Another tactic that is simple yet incredibly effective at dealing with errors is to use redundancies: the "two is one, one is none" rule. You've all probably heard of the phrase "single point of failure" at some point; the idea that there is an achilles heel in a software system that, if broken, will break the rest of the system. You want to try to avoid this as much as possible. It's as simple as reducing probabilities. Imagine a coin toss with one coin. The probability it lands on heads is 50%. Now for two coins, what is the probability, it is 50% of 50%. You've just multiple half by itself, exponentially reducing the probability of failure. These redundancies are incredibly helpful in minimizing the probably of a total software failure.
There are many obvious places to introduce redundancies into your software, many of which you probably know and already are using. You most likely have more than one web server / container running your software. You most likely have more than one load balancer that you (or your cloud service provider, or your PaaS company which delegates to your cloud service provider) is using. You hopefully have more than one database, usually set up as a "master/slave" (FIND A BETTER PHRASE) replication strategy, or in some instances a peer-to-peer replication strategy. You probably make database backups. You probably use a "content delivery network" to serve your web/media assets, and while this is great for speed, it also increases a layer of redundancy.
But you can go further. Is your software stack running in multiple regions? Under multiple cloud service providers? Do you rely on a single core library for your entire application's functionality? What happens if there's a bug or security risk in that library? What is your backup plan? Have you architected your software such that it would not be a colossal effort to swap out that library? Do you make videos of product demos before doing a live demo, just in case something goes wrong? That last one has saved me on multiple occasions. Once, I had to demo a proof of concept of my team's product to our org's VP. Having worked in software for a while and knowing things tend to fail usually at the exact wrong moment, I made a video of the demo. Sure enough, while in the meeting, a core system was taken offline, preventing any sort of access to the system, and my product. Thankfully, I had the demo video handy, and was able to still move forward with the meeting. The VP was impressed, and we got the green light to continue development.

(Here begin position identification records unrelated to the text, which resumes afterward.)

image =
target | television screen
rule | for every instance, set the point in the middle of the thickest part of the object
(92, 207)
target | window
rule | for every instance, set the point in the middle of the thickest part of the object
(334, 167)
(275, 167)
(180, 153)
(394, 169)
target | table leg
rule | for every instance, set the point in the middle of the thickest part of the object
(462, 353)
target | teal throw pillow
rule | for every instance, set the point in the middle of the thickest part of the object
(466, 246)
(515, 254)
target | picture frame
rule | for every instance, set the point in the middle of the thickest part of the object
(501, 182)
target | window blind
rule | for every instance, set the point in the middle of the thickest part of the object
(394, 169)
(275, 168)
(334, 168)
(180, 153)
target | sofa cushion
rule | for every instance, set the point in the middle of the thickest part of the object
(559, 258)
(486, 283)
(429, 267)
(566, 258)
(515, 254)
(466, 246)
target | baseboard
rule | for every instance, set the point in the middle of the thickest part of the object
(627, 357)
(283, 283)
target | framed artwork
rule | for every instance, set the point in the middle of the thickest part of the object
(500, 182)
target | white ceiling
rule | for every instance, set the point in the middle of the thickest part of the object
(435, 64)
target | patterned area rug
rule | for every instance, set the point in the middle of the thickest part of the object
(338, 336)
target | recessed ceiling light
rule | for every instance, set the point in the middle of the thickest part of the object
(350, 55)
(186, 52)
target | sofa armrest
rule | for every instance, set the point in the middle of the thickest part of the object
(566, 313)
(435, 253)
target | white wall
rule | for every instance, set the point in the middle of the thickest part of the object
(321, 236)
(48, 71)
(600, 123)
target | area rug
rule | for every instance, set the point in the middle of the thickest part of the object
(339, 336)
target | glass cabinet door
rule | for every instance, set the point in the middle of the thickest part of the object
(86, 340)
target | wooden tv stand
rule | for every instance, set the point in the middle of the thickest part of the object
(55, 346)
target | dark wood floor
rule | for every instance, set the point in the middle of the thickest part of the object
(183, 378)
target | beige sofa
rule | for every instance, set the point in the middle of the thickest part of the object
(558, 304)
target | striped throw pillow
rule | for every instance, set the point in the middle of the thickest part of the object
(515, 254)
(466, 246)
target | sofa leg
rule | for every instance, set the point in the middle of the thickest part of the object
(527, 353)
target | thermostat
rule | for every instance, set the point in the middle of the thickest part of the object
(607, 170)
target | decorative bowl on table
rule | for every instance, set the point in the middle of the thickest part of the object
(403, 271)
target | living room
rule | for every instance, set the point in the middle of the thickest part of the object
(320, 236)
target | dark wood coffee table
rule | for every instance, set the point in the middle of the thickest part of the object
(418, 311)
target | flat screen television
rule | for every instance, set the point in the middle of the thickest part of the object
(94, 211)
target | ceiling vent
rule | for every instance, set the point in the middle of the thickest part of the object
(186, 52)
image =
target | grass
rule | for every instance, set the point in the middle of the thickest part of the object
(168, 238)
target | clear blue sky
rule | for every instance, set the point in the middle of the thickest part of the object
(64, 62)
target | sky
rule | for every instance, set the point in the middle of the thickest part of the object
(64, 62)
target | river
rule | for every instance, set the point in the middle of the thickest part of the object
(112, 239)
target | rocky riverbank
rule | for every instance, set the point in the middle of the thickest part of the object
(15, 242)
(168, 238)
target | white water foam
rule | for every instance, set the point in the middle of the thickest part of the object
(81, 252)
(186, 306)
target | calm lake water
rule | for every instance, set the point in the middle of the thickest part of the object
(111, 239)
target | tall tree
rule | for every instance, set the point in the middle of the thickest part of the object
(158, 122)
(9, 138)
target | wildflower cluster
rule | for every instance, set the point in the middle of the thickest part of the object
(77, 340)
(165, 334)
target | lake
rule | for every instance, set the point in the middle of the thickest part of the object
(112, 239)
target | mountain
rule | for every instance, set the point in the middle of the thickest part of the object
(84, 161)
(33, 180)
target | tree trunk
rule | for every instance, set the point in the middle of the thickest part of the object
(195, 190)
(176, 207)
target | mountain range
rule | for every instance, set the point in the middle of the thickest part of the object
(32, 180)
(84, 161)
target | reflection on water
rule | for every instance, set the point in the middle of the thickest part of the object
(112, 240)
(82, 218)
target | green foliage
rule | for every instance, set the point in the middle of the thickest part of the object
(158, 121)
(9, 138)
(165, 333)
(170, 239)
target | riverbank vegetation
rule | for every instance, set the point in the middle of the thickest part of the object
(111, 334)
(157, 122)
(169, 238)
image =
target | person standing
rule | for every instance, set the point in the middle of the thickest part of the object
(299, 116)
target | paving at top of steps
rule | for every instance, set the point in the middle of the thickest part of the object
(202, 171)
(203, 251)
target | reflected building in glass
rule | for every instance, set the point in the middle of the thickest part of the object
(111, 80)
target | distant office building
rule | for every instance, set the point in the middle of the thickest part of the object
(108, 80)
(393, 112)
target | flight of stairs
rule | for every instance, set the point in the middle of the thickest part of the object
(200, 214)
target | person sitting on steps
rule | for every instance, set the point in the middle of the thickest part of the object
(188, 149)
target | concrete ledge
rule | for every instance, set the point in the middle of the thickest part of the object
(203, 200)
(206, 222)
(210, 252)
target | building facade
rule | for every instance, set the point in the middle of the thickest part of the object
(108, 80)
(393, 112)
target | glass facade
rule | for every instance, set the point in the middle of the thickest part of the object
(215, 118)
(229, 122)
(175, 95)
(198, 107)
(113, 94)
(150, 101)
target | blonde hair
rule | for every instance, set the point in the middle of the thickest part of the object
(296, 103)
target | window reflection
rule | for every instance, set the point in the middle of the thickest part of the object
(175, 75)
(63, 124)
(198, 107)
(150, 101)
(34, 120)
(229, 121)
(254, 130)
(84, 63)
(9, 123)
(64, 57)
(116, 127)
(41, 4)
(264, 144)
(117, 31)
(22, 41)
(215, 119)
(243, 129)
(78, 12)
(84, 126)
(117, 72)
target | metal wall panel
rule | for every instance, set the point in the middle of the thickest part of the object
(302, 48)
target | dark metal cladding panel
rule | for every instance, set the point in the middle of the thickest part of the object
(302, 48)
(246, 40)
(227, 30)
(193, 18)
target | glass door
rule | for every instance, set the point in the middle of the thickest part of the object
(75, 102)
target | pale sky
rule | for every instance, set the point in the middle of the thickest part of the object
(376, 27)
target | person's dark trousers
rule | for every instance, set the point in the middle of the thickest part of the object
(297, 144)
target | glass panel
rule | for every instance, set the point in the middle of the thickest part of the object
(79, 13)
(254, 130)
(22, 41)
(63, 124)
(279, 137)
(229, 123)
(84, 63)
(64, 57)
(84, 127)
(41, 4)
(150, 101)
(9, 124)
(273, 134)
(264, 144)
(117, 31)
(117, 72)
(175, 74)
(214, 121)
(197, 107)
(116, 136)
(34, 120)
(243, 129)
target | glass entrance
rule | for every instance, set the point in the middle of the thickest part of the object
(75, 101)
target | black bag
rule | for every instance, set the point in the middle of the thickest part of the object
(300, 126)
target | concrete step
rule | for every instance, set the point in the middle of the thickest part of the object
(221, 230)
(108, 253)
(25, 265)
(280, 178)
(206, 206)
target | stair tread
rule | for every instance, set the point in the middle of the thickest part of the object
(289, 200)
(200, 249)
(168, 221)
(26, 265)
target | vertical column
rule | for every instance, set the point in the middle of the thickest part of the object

Since that day, I have always – always – made back-up videos of software I planned on demoing live.
Software changes constantly, and in unpredictable ways. With that rapid change and unpredictability comes volatility, and with that volatility comes the fragility of your software system. Don't pretend that this isn't the case. Instead, accept it and plan for it. As Jocko Willink states: "Discipline equals Freedom". A little bit of discipline up front with error handling will lead to a lot of freedom down the road when you can go home to your friends/family at 6pm instead of staying up all night fighting fires.